Leelah’s story sent shockwaves down my spine. I could easily relate to her life of torture and depression, feeling like an abomination and a useless being, feeling like you were born wrong. The statement above, “My death needs to mean something”, reminds me of the movie 300; it’s just like the statement made by King Leonidas just before he died: “Remember us, remember why we died…”

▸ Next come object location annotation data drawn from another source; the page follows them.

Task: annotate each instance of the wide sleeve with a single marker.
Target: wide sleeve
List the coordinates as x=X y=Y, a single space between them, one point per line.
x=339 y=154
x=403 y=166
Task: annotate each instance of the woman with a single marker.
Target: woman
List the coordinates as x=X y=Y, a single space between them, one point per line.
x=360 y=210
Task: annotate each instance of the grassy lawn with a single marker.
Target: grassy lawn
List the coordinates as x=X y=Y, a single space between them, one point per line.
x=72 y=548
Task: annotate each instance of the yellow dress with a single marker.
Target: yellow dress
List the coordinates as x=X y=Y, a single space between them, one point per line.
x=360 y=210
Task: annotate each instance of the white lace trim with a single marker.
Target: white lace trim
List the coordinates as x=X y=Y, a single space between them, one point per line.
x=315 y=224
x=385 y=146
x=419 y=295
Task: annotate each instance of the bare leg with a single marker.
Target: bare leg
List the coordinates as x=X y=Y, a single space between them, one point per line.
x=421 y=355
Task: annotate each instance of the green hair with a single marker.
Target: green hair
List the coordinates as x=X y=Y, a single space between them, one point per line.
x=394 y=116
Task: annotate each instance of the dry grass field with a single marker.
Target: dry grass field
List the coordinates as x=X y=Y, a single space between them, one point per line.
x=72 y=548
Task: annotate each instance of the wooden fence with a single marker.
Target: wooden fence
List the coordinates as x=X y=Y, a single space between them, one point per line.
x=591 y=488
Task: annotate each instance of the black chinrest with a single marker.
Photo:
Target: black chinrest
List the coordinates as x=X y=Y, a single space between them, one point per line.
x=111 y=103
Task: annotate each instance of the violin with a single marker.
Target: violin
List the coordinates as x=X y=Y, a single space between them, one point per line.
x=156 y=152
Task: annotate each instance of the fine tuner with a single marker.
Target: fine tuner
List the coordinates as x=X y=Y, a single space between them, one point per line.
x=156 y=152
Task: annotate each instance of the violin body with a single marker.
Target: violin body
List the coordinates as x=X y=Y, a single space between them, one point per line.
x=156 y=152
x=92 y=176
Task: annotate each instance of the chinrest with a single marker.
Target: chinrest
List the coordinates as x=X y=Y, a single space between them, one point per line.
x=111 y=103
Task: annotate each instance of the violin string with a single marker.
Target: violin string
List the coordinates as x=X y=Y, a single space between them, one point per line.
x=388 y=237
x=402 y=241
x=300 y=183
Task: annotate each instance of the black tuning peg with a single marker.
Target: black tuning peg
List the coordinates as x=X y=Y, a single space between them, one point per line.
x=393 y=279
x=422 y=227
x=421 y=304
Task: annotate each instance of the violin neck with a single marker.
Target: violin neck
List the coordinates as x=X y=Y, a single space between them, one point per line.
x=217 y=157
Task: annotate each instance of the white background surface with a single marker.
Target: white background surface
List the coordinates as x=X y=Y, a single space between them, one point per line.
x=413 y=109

It’s quite disheartening too see parents, who are supposed to shower their children with unconditional love, drive them to commit suicide instead. That’s why I’ve always talked about coming out only when you’re independent. Even though I don’t support any form of suicide, there’s something alluring about it; by doing it, you make the choice for yourself, you end it in your own terms instead of letting the world decide for you.
Even in her death, the mother still insults Leelah’s memory by referring to her as her “son, Joshua”, even though she wanted to be called Leelah.
Leelah’s death should mean something to all of us. It gives us an insight on the life of a gay American teenager living under strict religious principles who eventually got tired of the pretence. We should all learn from it.
If you’re feeling like killing yourself, we have our KD helpdesk – firstname.lastname@example.org. Please don’t hesitate to send a mail. There are people who will help you out of any situation you might be in, no matter how difficult it might seem. Life is too precious to be wasted; there shouldn’t be another Leelah Alcorn.
For those of us planning to get married to a lady in future, please endeavor to teach your kids the “true” way of life and the meaning of life, away from any religious dogma. Shower them with unconditional love because that’s the greatest gift you could ever give to them.
We’ve seen that the only reason people hate homosexuality is because of religion. Ask them to give you any other reason and they’ll simply go mute. Most of us have never really ‘lived’ because we’re too busy trying to cover our backs; there’s no sleep when you’re living in Tartarus.
Let’s all join hands to stop suicide, encourage each other, motivate and inspire each other so we can achieve a healthier and better future for ourselves. Let’s aspire to make our lives matter in live, not in death.